Why is algebra so difficult? Other students in my class seem to have far less difficulty with it then I do and other math subjects are so much easier in comparison. I have trouble remembering all the theorems relating properties between definitions. I can't visualize anything, and I do practice alot. If I don't look at it for one week I already forget all kinds of stuff, while I can remember most things from other topics easily. I can follow the proofs in the book, but mostly by checking the logic, I can't see (and thus don't understand) the significance or the consequences of what has been proved.

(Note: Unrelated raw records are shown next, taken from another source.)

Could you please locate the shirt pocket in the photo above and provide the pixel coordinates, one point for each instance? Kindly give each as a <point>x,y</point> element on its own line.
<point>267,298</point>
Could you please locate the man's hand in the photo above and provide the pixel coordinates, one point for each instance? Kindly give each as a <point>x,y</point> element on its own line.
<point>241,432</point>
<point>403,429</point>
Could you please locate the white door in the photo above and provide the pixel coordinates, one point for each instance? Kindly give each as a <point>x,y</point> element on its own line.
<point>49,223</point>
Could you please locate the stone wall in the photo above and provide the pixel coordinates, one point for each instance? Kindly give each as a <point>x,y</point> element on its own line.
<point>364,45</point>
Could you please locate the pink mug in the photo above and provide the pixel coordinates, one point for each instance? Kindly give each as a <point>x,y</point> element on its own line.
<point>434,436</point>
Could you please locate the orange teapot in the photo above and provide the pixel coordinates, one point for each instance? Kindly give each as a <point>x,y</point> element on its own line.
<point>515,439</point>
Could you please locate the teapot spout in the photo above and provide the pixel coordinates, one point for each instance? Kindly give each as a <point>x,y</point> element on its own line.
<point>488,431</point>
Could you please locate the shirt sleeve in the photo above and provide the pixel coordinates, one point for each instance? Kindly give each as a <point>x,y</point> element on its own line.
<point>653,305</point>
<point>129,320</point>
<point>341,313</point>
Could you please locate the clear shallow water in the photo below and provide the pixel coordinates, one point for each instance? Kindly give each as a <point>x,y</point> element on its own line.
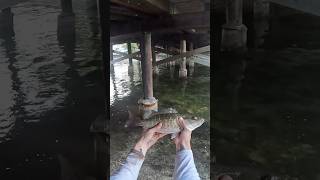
<point>266,103</point>
<point>50,84</point>
<point>190,96</point>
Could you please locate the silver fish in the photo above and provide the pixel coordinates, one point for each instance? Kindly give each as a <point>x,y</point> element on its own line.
<point>169,122</point>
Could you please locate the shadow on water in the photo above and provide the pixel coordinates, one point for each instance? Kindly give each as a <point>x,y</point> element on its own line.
<point>53,90</point>
<point>266,101</point>
<point>190,96</point>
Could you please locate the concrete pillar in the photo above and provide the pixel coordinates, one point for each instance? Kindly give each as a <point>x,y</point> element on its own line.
<point>130,67</point>
<point>148,102</point>
<point>6,23</point>
<point>66,6</point>
<point>129,52</point>
<point>154,60</point>
<point>111,52</point>
<point>191,63</point>
<point>234,33</point>
<point>183,69</point>
<point>261,12</point>
<point>66,21</point>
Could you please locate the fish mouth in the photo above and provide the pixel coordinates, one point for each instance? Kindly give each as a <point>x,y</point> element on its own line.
<point>195,125</point>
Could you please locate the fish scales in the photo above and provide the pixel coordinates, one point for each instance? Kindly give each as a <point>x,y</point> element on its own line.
<point>168,121</point>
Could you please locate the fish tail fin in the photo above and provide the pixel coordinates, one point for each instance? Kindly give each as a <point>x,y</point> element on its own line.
<point>133,120</point>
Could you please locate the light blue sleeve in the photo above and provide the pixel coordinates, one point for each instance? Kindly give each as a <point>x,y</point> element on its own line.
<point>130,169</point>
<point>185,169</point>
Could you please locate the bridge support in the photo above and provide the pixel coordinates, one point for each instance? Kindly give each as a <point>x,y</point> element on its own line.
<point>111,52</point>
<point>66,21</point>
<point>148,102</point>
<point>261,12</point>
<point>183,68</point>
<point>234,33</point>
<point>6,22</point>
<point>130,67</point>
<point>154,59</point>
<point>66,6</point>
<point>191,63</point>
<point>129,52</point>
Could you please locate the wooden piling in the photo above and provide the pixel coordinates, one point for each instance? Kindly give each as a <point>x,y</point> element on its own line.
<point>146,65</point>
<point>154,60</point>
<point>129,52</point>
<point>66,6</point>
<point>148,102</point>
<point>234,33</point>
<point>183,69</point>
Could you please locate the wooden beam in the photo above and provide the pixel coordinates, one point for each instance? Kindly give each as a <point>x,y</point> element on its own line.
<point>161,4</point>
<point>182,55</point>
<point>176,22</point>
<point>133,55</point>
<point>125,54</point>
<point>166,51</point>
<point>9,3</point>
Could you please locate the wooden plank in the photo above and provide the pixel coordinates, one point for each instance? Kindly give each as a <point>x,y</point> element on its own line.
<point>182,55</point>
<point>126,55</point>
<point>133,55</point>
<point>175,22</point>
<point>9,3</point>
<point>161,4</point>
<point>166,51</point>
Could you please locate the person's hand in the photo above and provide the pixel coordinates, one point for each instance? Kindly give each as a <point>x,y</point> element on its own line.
<point>149,137</point>
<point>182,140</point>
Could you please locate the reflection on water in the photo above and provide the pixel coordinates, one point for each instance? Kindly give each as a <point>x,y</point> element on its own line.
<point>190,96</point>
<point>274,127</point>
<point>50,83</point>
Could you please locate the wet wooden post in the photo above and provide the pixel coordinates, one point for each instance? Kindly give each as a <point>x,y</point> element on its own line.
<point>154,60</point>
<point>130,67</point>
<point>6,22</point>
<point>191,63</point>
<point>129,52</point>
<point>66,6</point>
<point>261,13</point>
<point>148,102</point>
<point>111,52</point>
<point>234,33</point>
<point>183,69</point>
<point>66,21</point>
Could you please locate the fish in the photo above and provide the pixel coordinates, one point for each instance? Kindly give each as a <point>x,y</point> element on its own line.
<point>169,120</point>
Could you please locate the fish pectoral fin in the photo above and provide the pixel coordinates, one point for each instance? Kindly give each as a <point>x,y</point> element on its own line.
<point>174,135</point>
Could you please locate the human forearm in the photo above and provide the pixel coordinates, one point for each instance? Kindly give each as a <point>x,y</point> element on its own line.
<point>130,169</point>
<point>184,166</point>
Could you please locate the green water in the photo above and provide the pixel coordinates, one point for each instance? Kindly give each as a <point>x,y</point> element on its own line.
<point>266,104</point>
<point>189,96</point>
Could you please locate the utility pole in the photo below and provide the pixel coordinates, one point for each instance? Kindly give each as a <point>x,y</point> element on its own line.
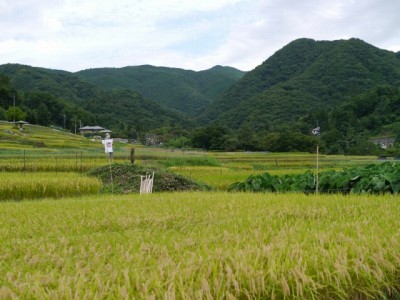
<point>14,105</point>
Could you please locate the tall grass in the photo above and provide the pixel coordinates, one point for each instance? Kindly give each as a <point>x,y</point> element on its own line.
<point>18,186</point>
<point>201,246</point>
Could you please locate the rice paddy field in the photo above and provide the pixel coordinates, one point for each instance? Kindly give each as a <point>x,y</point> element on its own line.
<point>201,246</point>
<point>61,239</point>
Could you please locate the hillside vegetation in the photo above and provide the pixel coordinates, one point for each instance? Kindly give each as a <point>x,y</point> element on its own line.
<point>348,88</point>
<point>60,98</point>
<point>184,90</point>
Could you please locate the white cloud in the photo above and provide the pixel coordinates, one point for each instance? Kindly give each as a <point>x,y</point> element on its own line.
<point>196,34</point>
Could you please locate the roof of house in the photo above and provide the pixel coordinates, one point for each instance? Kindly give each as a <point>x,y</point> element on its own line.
<point>91,128</point>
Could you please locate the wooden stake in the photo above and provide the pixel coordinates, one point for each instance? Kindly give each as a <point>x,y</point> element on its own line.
<point>316,176</point>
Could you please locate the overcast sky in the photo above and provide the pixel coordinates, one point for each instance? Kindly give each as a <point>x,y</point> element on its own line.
<point>74,35</point>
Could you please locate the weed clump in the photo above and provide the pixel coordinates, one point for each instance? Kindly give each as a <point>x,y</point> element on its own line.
<point>126,179</point>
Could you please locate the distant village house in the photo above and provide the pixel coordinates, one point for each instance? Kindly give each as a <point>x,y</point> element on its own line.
<point>383,142</point>
<point>92,130</point>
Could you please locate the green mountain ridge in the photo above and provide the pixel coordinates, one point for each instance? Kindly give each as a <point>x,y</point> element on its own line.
<point>303,76</point>
<point>123,111</point>
<point>183,90</point>
<point>347,87</point>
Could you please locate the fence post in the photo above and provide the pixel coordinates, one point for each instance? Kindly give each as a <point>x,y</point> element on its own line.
<point>132,157</point>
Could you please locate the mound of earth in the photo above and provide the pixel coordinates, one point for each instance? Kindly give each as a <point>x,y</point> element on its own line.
<point>126,179</point>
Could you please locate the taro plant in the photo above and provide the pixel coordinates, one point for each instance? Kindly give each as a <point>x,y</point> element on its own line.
<point>373,179</point>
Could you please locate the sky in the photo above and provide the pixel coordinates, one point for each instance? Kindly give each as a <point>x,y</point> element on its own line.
<point>73,35</point>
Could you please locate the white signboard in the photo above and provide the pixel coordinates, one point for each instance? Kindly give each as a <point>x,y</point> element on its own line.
<point>107,145</point>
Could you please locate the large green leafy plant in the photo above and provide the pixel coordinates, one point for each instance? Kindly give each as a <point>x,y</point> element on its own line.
<point>374,179</point>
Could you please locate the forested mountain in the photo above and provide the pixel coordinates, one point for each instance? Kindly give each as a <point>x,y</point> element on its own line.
<point>303,77</point>
<point>60,98</point>
<point>348,88</point>
<point>184,90</point>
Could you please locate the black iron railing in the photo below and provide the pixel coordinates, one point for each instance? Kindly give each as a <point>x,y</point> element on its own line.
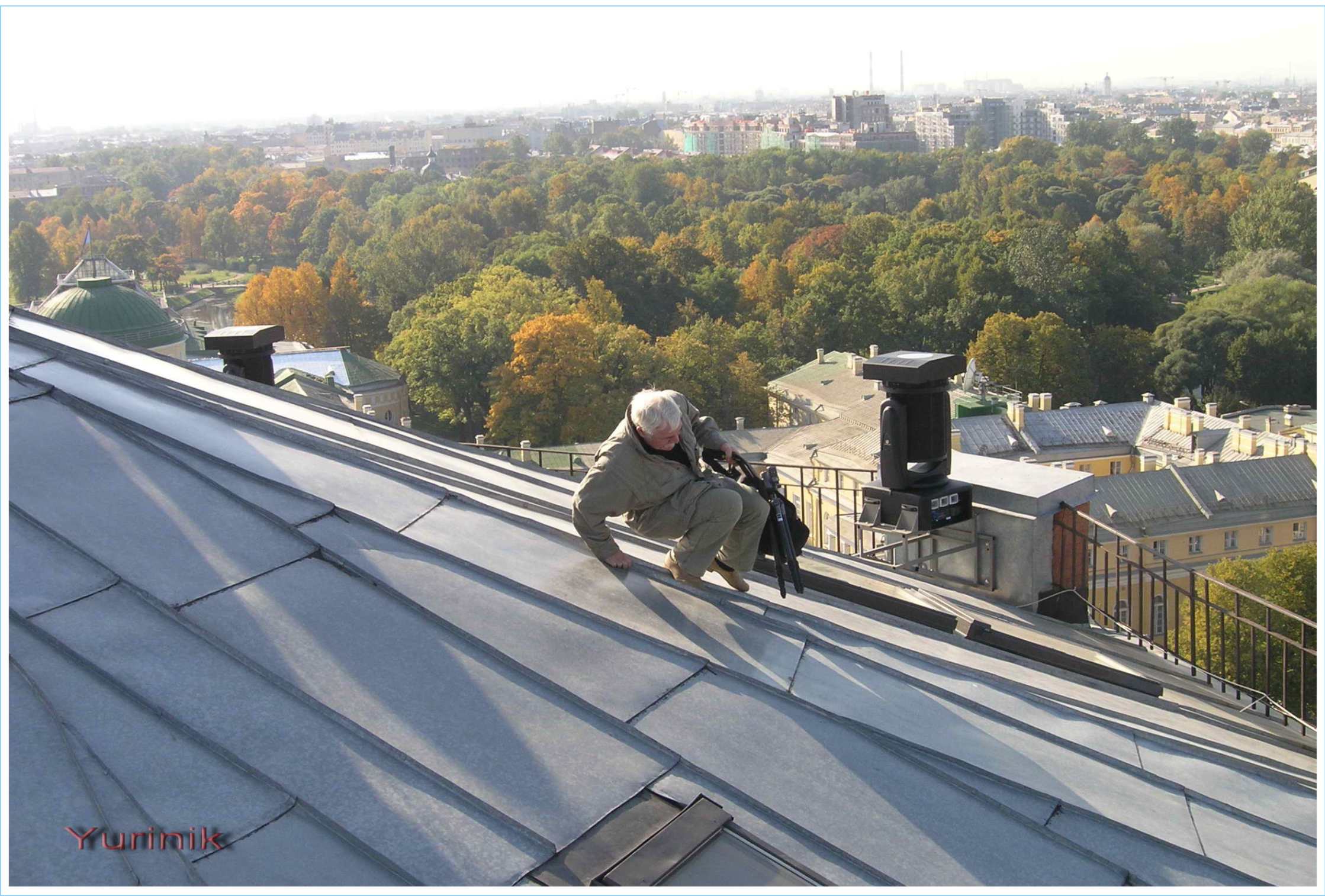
<point>1235,639</point>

Any tips on how to make my algebra-life easier is greatly appreciated.

 

I want to prove the following: If F is a field and the element 'a' transcendental over F, then the algebraic closure of F in F(a) is equal to F.

 

Not sure where to start. The algebraic closure of F in F(a) is {x in F(a)|x algebraic over F}. Every element of F is ofcourse an element of F(a).

So take an x in F(a) which is algebraic over F. I want to show it is an element of F. So I guess I could show x has an inverse? And I probably have to use that F(a) is isomorphic to F(X) (field of rational functions over F).

But I don't see how it all comes together.

 

Thanks for any help.

Posted

Just consider the minimal polys. write out the definitions, if something has a poly in F[a] with certain properties then it has one in F too since 'a' is transcendental.

 

 

and it's hard exactly because you need to memorize lots of definitions; but this makes the theorems harder to state and thus easier to prove.

Posted
if something has a poly in F[a] with certain properties then it has one in F too since 'a' is transcendental.

Well' date=' that's one of those things I don't see.

So do I look at the minimum polynomial of x over F? If F is equal to its alg. closure, then it means F is already alg. closed, right? So I can show that every nonconstant poly. in F[X']=F[a] has a root in F, or that every poly. in F[X] can be written as a product of linear factors.

Posted

But if you've got something in the alg. closure of the small field satisfying an irred poly with coefficients somehow involving the a's, then you've gotten swapping roles over a poly that a satsifies over the small field, contradicting the fact that a is transcendental.

Posted

I think I see. So what you're saying is that if x=sum c_i a^i in F(a) is algebraic over F, then there should a polynomial f=sum d_j X^j with x as a root. And plugging in f(x) would give a polynomial with 'a' as a root, contradicting its transcendentalness.

 

That makes sense, thanks a lot!

Posted

Well, I worked out the details and it looks good. Unless x is in F you will have a polynomial with a as a root. In retrospect the problems are usually not that difficult, but you only find that out afterwards :/

Guess I just have to practice and play with these concepts more.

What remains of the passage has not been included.